Restaurants in most of New York, including counties next to the city, have been open at 50 percent capacity since June. Why would eateries here be higher-risk than those in Buffalo, Rochester or Albany?

Bowling alleys opened a few weeks ago at half capacity. City gyms are open at 33 percent capacity and malls at 50 percent; each museum gets to set its own regulations. But Cuomo — with Mayor de Blasio cheering him on — continues to inexplicably single out restaurants as a special source of danger.

The extra restrictions make even less sense next to public-transportation guidelines, which basically stop at the mask requirement.

Strangers can huddle into a packed subway train, but it’s too dangerous to eat a meal in the same room as more than 10 other people? When the city’s overall infection rate hasn’t surpassed 1 percent in a month?

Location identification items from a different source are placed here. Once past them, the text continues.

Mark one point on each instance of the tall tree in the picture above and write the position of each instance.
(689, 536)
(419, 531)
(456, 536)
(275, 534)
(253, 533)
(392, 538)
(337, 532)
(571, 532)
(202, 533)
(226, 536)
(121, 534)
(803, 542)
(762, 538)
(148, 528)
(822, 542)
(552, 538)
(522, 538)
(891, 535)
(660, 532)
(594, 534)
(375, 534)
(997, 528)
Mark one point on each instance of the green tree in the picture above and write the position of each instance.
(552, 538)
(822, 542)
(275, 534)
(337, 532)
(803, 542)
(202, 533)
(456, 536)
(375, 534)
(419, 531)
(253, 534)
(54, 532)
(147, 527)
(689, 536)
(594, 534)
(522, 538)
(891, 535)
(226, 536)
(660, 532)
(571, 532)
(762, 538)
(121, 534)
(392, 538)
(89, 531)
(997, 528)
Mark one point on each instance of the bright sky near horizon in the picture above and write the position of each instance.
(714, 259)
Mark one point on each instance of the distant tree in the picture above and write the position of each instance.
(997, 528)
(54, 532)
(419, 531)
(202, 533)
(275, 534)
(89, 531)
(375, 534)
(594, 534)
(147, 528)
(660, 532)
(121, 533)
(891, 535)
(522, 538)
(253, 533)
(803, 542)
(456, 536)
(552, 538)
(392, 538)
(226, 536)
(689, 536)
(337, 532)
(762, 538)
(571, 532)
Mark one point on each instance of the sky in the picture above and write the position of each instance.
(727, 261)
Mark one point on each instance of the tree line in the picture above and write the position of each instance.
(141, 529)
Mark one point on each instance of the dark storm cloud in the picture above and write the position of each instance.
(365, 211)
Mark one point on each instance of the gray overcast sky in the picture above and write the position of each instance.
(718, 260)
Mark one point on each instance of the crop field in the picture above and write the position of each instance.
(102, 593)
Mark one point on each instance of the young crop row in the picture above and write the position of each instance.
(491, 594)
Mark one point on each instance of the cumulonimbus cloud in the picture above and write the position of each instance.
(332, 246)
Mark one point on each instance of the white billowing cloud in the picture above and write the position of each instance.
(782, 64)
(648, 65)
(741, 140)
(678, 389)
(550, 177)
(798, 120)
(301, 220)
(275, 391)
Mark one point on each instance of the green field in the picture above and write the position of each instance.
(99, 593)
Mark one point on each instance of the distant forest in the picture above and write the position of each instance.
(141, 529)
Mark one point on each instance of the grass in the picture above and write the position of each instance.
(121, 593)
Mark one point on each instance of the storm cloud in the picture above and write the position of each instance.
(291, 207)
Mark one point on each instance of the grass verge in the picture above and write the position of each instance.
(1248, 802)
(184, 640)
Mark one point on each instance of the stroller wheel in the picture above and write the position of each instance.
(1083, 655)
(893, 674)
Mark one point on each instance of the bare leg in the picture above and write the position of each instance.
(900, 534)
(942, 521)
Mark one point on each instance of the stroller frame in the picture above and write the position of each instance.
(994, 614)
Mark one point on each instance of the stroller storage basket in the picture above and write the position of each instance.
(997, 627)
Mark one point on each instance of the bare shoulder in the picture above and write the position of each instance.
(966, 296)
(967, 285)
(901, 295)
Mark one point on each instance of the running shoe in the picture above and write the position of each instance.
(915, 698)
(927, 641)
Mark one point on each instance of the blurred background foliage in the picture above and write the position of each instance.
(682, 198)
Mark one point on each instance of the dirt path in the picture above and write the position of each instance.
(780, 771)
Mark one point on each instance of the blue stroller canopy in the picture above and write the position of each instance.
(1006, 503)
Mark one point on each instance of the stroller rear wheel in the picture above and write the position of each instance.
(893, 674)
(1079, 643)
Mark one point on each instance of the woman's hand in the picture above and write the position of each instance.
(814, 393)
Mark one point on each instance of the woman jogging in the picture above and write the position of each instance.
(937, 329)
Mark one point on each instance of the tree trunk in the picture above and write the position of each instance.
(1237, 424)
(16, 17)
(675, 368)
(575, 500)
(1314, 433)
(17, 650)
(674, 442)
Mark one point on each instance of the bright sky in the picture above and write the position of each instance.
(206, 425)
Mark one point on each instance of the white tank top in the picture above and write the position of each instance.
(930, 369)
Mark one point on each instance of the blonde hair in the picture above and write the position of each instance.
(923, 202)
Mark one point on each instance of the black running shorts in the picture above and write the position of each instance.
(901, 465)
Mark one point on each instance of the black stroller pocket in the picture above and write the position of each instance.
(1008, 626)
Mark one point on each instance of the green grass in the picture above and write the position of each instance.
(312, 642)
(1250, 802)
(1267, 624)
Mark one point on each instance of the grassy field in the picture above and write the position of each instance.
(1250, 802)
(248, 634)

Just doesn’t compute.

Cuomo has claimed that New York City needs more careful monitoring because its spread rate is higher and people tend to ignore the social-distancing guidelines. But the stats suggest otherwise: The city’s infection rate has consistently mirrored that of the rest of the state for months now.

Assemblywoman Nicole Malliotakis, who joined a host of restaurant owners in suing Cuomo over his failure to reopen the city in a timely manner, says the suit will proceed until the gov allows 50 percent restaurant capacity. Good.

It’s past time to give this industry some hope of survival — at the very least, the same hope it has in the rest of New York.